Reportage

Kinderen in Overvecht te dik, dus mag er geen poffertjeskraam komen

Utrecht Een zorgmanege bij Utrecht wil graag meer ‘paardloze activiteiten’ aanbieden. Maar de komst van een historische poffertjestent stuit op verzet van de gemeente: in het naburige Overvecht hebben te veel kinderen overgewicht.

Anton Mullens bij zijn kraam, die lange tijd in Zeist stond. „’s Avonds deden we de kleine lampjes aan en draaiden we vioolmuziek van Mantovani.”
Anton Mullens bij zijn kraam, die lange tijd in Zeist stond. „’s Avonds deden we de kleine lampjes aan en draaiden we vioolmuziek van Mantovani.” Foto Daniel Niessen

‘Dat schot met dat schilderij erop moet hierheen. Néé, niet die, die komt uit de serre.” Anton Mullens, 80 jaar, is beslist. „En dan moet je deze balk met het gat op de stijl leggen. Wel die ernaast tegelijk optillen, anders past het niet. Niét op de balk gaan staan!”

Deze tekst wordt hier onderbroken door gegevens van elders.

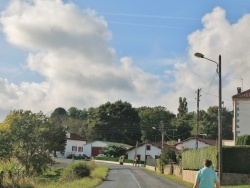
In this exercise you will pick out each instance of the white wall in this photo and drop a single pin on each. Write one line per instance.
(191, 144)
(76, 143)
(141, 150)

Mullens, bretels over z’n ronde buik, sleept met een grote houten plaat door de wei en kibbelt met de jongens die hem helpen. Twee grote bruine paarden kijken roerloos toe. Om de mannen heen liggen tientallen houten balken en palen geordend in het gras. De zon schijnt, Mullens zweet.

Thijs Visscher, manegebaas en eigenaar van de wei en de paarden, ziet het gepuf van Mullens met lichte bezorgdheid aan. Eergisteren waren ze begonnen de honderden spanten, stijlen, balken en schotten van de historische poffertjeskraam uit de opslagtent te trekken en toen was het de oude man te veel geworden. De warmte, de inspanning, de herinneringen – Mullens wil zijn oude kraam heel graag in ere hersteld zien. Visscher zag hem grauw worden, er moest een ambulance komen die hem naar de hartbewaking bracht.

Maar nu is hij er weer, met een aanhanger met nog meer onderdelen om de kraam in een proefopstelling op te zetten.

Visscher: „Ga nou toch zítten, meneer Mullens.” Tegen de verslaggever: „We hebben hem nodig. Hij is de enige die weet hoe je de kraam in elkaar zet.”

Cultureel erfgoed

Het zou allemaal prachtig samen kunnen komen in de wei voor manege ’t Hoogt bij Utrecht, tussen de forten van de Hollandse Waterlinie. Anton Mullens, vijftig jaar lang met zijn vrouw uitbater van de befaamde poffertjestent Parklust in Zeist, wil graag die historische kraam weer in bedrijf zien. Er zijn nauwelijks nog authentieke poffertjeskramen in Nederland, de kraam van Victor Consael is al jaren weg uit de Utrechtse binnenstad. Een poffertjeskraam als de zijne, met hoge spiegels en ramen en zijzitjes, is welbeschouwd cultureel erfgoed.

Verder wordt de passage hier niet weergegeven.